【プロット】涙のシューズ
古びたアパートの一室、窓際で一人、私は古いオルゴールを眺めていた。淡いピンク色の塗装は剥げ落ち、ゼンマイを巻くネジは錆びついている。それでも、このオルゴールは私にとって、かけがえのない宝物だった。
かつて、私はバレリーナを目指していた。
小さな頃から踊ることが大好きで、舞台に立つことを夢見ていた。
厳しいレッスンにも耐え、コンクールで賞を取ることもあった。
しかし、17歳の冬、私は交通事故に遭い、左足を負傷した。
医師からは、「もう、以前のように踊ることは難しい」と告げられた。
夢を絶たれた私は、絶望の淵に突き落とされた。
生きる希望を失い、自暴自棄になった。
そんな私を支えてくれたのは、このオルゴールだった。
事故に遭った日、病院のベッドで意識が朦朧とする中、オルゴールの優しい音色が聞こえてきた。

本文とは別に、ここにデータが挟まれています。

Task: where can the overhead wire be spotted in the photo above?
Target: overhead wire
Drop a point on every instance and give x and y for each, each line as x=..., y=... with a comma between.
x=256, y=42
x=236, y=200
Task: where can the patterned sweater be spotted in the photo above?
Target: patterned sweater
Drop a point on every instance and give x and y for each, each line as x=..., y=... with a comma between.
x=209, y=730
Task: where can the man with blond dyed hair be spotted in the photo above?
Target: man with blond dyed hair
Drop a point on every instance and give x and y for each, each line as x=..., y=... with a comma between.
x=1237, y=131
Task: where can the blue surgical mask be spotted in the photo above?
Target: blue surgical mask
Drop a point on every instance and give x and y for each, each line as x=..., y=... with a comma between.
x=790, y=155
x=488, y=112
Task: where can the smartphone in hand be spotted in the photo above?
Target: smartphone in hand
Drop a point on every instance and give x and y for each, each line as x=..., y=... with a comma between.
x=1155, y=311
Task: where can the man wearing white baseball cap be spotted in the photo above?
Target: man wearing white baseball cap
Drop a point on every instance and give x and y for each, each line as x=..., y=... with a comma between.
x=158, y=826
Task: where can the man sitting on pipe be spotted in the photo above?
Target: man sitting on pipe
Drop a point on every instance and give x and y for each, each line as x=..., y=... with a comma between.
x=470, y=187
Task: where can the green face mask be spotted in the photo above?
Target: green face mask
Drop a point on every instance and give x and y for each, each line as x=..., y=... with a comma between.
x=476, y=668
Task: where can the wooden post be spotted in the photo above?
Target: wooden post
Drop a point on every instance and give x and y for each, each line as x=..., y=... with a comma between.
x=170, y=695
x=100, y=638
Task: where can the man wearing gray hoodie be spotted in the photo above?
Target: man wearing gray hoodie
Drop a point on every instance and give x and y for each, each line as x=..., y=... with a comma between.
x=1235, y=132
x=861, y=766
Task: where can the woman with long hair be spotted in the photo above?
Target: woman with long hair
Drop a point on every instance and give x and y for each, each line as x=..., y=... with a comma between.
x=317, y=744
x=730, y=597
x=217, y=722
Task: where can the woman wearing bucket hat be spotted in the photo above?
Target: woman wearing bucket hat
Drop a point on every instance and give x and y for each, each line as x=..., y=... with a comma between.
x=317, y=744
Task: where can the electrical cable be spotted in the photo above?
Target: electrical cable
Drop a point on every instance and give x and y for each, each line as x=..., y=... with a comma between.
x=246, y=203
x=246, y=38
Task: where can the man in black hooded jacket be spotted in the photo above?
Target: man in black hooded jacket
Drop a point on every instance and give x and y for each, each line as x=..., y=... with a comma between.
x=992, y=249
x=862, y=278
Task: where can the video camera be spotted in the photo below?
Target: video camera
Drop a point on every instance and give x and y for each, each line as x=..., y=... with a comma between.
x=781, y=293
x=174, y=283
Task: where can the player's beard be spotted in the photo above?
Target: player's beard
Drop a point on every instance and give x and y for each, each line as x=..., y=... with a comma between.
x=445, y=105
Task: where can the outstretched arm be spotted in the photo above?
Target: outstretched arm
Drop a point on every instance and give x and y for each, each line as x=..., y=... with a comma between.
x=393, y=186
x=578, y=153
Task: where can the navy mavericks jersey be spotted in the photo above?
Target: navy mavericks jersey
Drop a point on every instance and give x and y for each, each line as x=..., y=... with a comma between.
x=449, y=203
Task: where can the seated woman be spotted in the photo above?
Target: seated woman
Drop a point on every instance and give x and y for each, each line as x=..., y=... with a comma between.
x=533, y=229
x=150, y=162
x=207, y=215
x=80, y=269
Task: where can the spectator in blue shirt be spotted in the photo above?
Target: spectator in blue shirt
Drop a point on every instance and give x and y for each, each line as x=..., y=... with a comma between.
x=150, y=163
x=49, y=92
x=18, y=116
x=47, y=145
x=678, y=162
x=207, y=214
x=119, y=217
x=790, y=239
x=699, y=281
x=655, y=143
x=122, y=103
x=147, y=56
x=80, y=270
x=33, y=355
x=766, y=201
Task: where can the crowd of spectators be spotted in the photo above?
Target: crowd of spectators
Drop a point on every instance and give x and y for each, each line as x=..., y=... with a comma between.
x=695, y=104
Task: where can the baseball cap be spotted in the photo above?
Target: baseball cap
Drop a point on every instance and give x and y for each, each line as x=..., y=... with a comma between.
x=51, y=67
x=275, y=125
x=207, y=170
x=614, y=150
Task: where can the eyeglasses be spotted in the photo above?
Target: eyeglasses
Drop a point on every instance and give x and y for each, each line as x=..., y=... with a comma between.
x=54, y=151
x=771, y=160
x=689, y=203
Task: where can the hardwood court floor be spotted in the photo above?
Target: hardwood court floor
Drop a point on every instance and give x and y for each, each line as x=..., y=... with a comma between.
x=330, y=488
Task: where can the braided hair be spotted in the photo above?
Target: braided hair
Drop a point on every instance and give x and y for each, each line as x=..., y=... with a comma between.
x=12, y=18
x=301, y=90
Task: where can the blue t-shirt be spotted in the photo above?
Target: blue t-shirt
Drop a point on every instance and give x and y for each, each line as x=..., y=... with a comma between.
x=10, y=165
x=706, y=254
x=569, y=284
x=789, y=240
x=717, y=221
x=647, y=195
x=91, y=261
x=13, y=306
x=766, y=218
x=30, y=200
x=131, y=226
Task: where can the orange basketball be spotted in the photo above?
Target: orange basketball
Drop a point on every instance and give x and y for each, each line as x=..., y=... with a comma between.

見舞いに来てくれた祖母が、私のために持ってきてくれたのだ。
「これはね、あなたが生まれた時に、おばあちゃんがプレゼントしたオルゴールよ。
覚えてる?」
祖母の言葉に、私は幼い頃の記憶を思い出した。
オルゴールの音色を聞きながら、祖母に抱かれて眠ったこと。
バレリーナになりたいと、初めて祖母に打ち明けたこと。
オルゴールの音色に、私は心が安らぎ、生きる希望を取り戻した。
そして、リハビリに励み、再び舞台に立つことを決意した。
しかし、現実は厳しかった。
以前のように踊ることはできず、思うように体が動かない。
それでも、私は諦めなかった。
血のにじむような努力を続け、少しずつ、少しずつ、回復していった。
そして3年後、私は再び舞台に立つことができた。
スポットライトを浴び、観客の視線を感じながら、私は心から踊りを楽しんだ。
舞台袖に戻ると、祖母が待っていた。
「よく頑張ったわね」
祖母の言葉に、私は涙が溢れてきた。
「ありがとう、おばあちゃん」
私は祖母を抱きしめ、感謝の気持ちを伝えた。
それから数年が経ち、祖母は他界した。オルゴールは、祖母の形見として、私の手元に残った。
私は今、バレエ教室を開いている。
怪我で夢を諦めかけた経験から、子供たちに夢を持つことの大切さ、そして、諦めないことの大切さを伝えている。
オルゴールの音色を聞くと、私はいつも祖母を思い出す。
そして、あの時、諦めずに頑張り抜いた自分を思い出す。
このオルゴールは、私にとって、かけがえのない宝物であり、そして、私の心の支えなのだ。